BC: It’s called Open Sky in memory of my paternal grandmother who immigrated from Calabria, Italy, to Brooklyn when she was a small child. She didn’t have a lot of money and didn’t return to Italy until she went on a tour for her 50th wedding anniversary with my grandfather. When she died, I received her journal from the trip. She wrote as if she were just learning about her heritage and was astounded by what she saw. When they went to St. Peter’s Square, she wrote: “Rome is like a museum in an Open Sky, for the people.” I don’t know if this was her thought or if she was quoting a tour director, but it made me think of how that place resonated with her—not so much because of its beauty, but because she felt she had access to it in a tangible way.
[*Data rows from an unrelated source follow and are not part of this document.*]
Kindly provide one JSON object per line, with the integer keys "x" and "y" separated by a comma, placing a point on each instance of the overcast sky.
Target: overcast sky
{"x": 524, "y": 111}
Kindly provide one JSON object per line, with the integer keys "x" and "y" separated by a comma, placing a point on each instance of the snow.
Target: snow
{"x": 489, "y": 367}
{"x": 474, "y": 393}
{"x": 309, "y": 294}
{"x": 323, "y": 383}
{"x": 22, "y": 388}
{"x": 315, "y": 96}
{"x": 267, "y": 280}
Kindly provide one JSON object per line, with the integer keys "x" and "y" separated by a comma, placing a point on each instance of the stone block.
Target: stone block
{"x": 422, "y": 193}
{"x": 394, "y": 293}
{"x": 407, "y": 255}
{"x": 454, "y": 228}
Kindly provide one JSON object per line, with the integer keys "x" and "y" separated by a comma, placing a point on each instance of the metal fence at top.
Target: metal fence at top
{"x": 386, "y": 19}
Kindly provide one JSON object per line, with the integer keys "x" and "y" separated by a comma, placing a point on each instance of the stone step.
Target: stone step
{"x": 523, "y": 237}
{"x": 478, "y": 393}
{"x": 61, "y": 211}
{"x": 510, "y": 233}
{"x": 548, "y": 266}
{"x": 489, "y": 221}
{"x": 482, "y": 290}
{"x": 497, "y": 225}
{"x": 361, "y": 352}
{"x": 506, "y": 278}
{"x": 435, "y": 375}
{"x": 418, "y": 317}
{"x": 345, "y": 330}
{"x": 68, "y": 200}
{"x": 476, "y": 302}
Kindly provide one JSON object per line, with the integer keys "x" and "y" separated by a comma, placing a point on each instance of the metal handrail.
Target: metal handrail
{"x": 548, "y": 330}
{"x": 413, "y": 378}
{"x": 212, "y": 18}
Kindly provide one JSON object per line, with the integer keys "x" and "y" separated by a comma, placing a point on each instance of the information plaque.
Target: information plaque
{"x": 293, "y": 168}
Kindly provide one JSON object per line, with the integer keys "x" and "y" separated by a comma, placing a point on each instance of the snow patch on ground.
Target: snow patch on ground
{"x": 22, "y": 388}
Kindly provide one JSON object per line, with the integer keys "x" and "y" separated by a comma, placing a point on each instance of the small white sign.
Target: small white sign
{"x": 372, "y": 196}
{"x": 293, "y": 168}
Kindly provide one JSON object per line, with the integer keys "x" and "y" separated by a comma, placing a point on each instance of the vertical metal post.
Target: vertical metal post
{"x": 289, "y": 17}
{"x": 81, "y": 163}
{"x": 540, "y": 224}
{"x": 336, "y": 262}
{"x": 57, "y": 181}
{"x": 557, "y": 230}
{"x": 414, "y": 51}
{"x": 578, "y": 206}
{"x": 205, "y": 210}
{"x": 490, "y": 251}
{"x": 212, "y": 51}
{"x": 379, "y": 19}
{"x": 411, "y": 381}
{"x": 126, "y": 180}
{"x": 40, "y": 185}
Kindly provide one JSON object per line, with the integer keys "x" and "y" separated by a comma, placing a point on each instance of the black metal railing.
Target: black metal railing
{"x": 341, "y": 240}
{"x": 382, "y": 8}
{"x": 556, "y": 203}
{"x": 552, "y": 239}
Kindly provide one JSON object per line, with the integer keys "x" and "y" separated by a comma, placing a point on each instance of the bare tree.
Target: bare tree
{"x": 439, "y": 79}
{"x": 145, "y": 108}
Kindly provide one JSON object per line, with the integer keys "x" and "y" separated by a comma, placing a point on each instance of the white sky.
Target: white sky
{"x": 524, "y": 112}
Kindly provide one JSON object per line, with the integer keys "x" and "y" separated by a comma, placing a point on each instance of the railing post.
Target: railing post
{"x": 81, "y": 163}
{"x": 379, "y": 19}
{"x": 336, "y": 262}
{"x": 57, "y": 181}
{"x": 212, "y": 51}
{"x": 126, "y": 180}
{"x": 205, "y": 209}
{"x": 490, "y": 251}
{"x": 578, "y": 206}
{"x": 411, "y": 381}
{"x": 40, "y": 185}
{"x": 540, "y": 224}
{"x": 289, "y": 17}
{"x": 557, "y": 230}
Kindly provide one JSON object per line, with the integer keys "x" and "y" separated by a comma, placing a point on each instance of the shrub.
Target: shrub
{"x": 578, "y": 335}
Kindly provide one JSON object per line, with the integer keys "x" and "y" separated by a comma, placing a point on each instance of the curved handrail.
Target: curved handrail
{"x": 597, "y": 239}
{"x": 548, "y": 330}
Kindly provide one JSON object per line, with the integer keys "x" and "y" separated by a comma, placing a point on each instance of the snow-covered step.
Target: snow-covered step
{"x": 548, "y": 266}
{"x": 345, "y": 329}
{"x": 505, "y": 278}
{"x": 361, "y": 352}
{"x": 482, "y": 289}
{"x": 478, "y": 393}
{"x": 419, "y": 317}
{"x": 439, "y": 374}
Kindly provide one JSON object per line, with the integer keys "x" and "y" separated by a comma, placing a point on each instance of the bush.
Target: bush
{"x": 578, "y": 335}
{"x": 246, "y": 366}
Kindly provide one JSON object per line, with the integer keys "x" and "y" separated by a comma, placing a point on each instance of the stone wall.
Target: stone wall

Open Sky honors her life and the idea of interconnectedness, where all kinds of people can feel they are built into a space.
Open Sky continues my interest in quilting and figuration but without referencing the figure. I’ve been sewing with a lot of secondhand materials, and it’s hard not to think about former owners. There were fabrics that reminded me of the 1970s or other eras. They become personalized. I wondered if there was a way to give ownership back to a real person while approaching an abstracted, soft, Frankenstein-like body through composite cloth.
AL: What are you working on now?
BC: Like most people during the pandemic, I wanted to find ways to connect to others. Last March, I began a series of 10-by-10-inch reversible quilts called “Quilt Thank You Cards” for people who have shown me kindness. Each little quilt can lay flat, hang on the wall, or the owner can shape it into a soft sculpture. I see each “Quilt Thank You Card” as an alternative way to sculpt a portrait, a mutable body made from many bodies through the use of repurposed cloth. “Quilt Avatars” are symmetrical, altered images of “Thank You Card” sections and are gifted with them. They represent a force of healing energy whose collective intent is to guide and protect within a troublesome world.